Last edited by kenanderson; 02/09/14 09:35 PM.
Joined: Feb 2014
Posts: 4
New Member
Ok let's try again, can't edit previous post....
FB won't allow URL linkage I let's try angelfire

problem #9 on the pic

Joined: Apr 2002
Posts: 7,288
Likes: 4
OK the second link works...
You have 5 Ohms written as an answer.

The resistors are of equal value, they are parallel, and 5 ohms is correct.

5 + 7 in series = 12
12 & 12 parallel = 6
(Use two of eq value equals value of one divided by 2)
12/2 = 6

6 +4 in series = 10
10 & 10 in parallel = 5 ohms as answer

Joined: Feb 2014
Posts: 4
New Member
i am working on number 9 also. The rest of the question is as follows:What is the value of each resistor it the ammeter indicates 8 amps?

Joined: Jun 2004
Posts: 1,273
V = IR

Treat the resistors as if they were one unified value...
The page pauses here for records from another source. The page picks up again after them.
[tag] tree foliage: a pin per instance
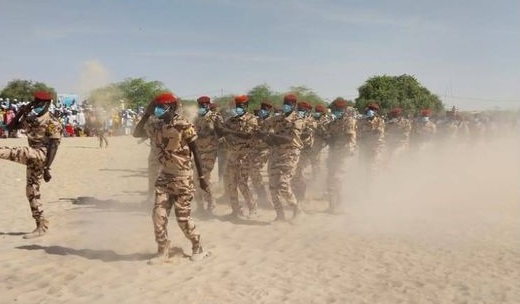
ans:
(133, 92)
(23, 90)
(397, 91)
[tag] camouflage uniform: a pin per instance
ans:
(319, 143)
(151, 127)
(174, 186)
(283, 161)
(207, 144)
(397, 136)
(238, 159)
(40, 130)
(341, 136)
(371, 141)
(259, 158)
(423, 133)
(298, 183)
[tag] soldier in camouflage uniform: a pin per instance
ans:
(260, 153)
(423, 130)
(175, 138)
(371, 138)
(299, 184)
(154, 167)
(43, 135)
(322, 120)
(285, 145)
(397, 133)
(238, 131)
(207, 142)
(340, 135)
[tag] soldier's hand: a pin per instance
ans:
(47, 175)
(203, 184)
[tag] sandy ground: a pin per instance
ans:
(444, 230)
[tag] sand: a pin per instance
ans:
(443, 230)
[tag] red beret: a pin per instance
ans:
(290, 98)
(319, 109)
(426, 112)
(203, 100)
(396, 111)
(373, 106)
(165, 98)
(42, 96)
(240, 99)
(303, 105)
(266, 105)
(339, 103)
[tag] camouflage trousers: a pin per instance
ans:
(282, 167)
(34, 160)
(177, 192)
(258, 162)
(236, 178)
(208, 159)
(154, 168)
(337, 169)
(298, 183)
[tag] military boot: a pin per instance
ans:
(163, 254)
(42, 225)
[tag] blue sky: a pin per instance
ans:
(466, 51)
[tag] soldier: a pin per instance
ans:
(261, 152)
(175, 138)
(397, 133)
(43, 135)
(340, 135)
(207, 142)
(154, 167)
(238, 131)
(423, 130)
(285, 145)
(371, 138)
(299, 184)
(322, 120)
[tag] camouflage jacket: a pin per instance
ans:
(371, 132)
(40, 130)
(397, 131)
(247, 124)
(205, 127)
(290, 126)
(172, 139)
(341, 134)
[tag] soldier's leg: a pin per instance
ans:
(153, 172)
(232, 175)
(274, 189)
(182, 205)
(243, 185)
(288, 169)
(208, 163)
(15, 154)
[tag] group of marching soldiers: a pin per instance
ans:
(290, 139)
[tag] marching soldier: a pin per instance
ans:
(207, 142)
(175, 138)
(340, 135)
(43, 135)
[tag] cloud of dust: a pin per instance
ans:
(467, 188)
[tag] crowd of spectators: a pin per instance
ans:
(77, 120)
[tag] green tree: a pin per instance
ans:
(133, 91)
(24, 89)
(397, 91)
(306, 94)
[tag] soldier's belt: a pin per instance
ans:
(177, 172)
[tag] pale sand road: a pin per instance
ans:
(454, 247)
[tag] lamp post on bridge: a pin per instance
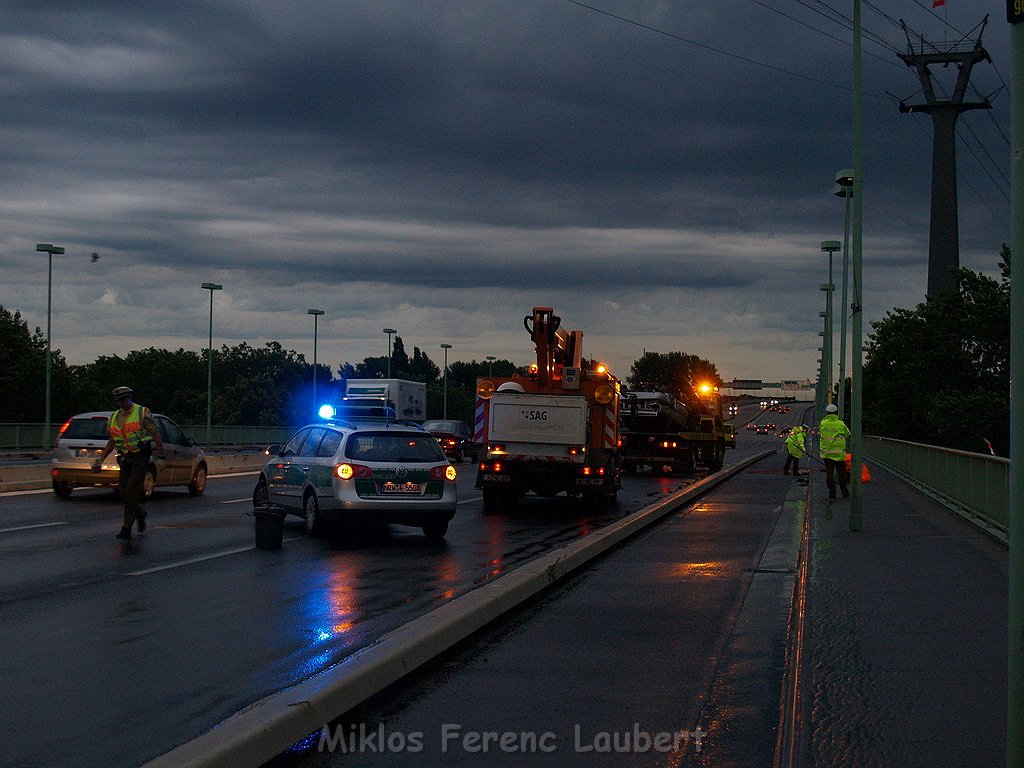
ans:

I = 8 amps, per your post...

What was the voltage?

Now figure out what your algebra indicates must be the equivalent circuit...

See John's calc's above.^^^

You ought to have Ugly's to hand...

And plainly need to hit the books on first semester algebra.

All electrical problems take these forms.

You might benefit by going to Kahn Academy.

It's free, on the Web, and self-paced.

Perhaps a bit too much at first:

This is the diagram that's on the cover of Ugly's:

I always is used for current ( Unless you're in Physics... then the professor likes to use j.)

R always is used for resistance.

V for voltage is dominant in American usage, E is dominant elsewhere -- again both mean the applied voltage.

For Alternating Current, the voltage always refers to the RMS (Root Mean Square) voltage of the AC waveform.

{ the RMS Voltage x Current in an AC scheme is equal in power to the DC Voltage x Current in a DC scheme. }

Consequently, when these two schemes first met the marketplace, Tesla and Westinghouse pitched the RMS voltage so as to simplfy field calculations -- such as yours.

It was slow going for AC until Tesla published all of the math. Overnight, AC took over long distance distribution. It all came down to the V = IR equation.

Joined: Apr 2002
Posts: 7,288
Likes: 4
As Tesla suggests, you should buy an Uglys book.

Under $20, available at the ECN store right here.

It has all the formulas and 'how to'; you should also have it in the text fromyour class.

Math is very important. 'Basic Electricity' is one of the courses that I used to teach at a County Vo-Tech. I had Uglys as a class mandatory textbook.